[Getreuer Lehrer, nimm hiermit]

[206] [206] An Herrn M(agister) G(ottfried) B(althasar) S(charff), einen hochverdienten Lehrer in S(chweidniz)


Getreuer Lehrer, nimm hiermit

Den schlechten Danck von armen Händen;

Denn da mich alles niedertritt,

So kan ich nichts als Worte senden.

Nur Worte?

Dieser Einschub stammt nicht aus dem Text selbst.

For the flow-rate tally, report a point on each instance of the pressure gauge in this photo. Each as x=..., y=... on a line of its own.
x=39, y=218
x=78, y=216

Nein, das Herz dabey,

Das Herz, in dem sich Groll und Reu,

Verzweiflung, Haß und Rachlust schlagen,

Da fremder Neid und eigner Sinn

Dem, deßen Fleisch und Blut ich bin,

Den Vater aus dem Herzen jagen.


Verwegenheit thut ofters mehr,

Zumahl bey schon verderbtem Leben,

Als wenn wir der Vernunft Gehör

Und fauler Klugheit Zutritt geben.

O hätt ich dies nur längst gethan!

Es kommt doch auf die Vorsicht an,

Die unsern Sinn nothwendig lencket.

Vielleicht verfolgt ich jezt die Schaar,

Die mich bey eußerster Gefahr

So sinnreich mit Verleumdung kräncket.


Nun mag ich dich mit Hülf und Rath

Und um kein Mitleid mehr beschweren.

Dies bitt ich: Wird mir eine That

Des Pöbels Haß und Fluch gebähren,

So rede weder schlimm noch gut

Und schäze nur mein redlich Blut.

In übrigen Gewißenssachen

Darf doch kein andrer vor mich stehn.

Wem Fluthen durch das Stoßbret gehn,

Der muß Verlust zu Vortheil machen.

Quelle:
Johann Christian Günther: Sämtliche Werke. 6 Bände, Band 4, Leipzig 1935, S. 206-207.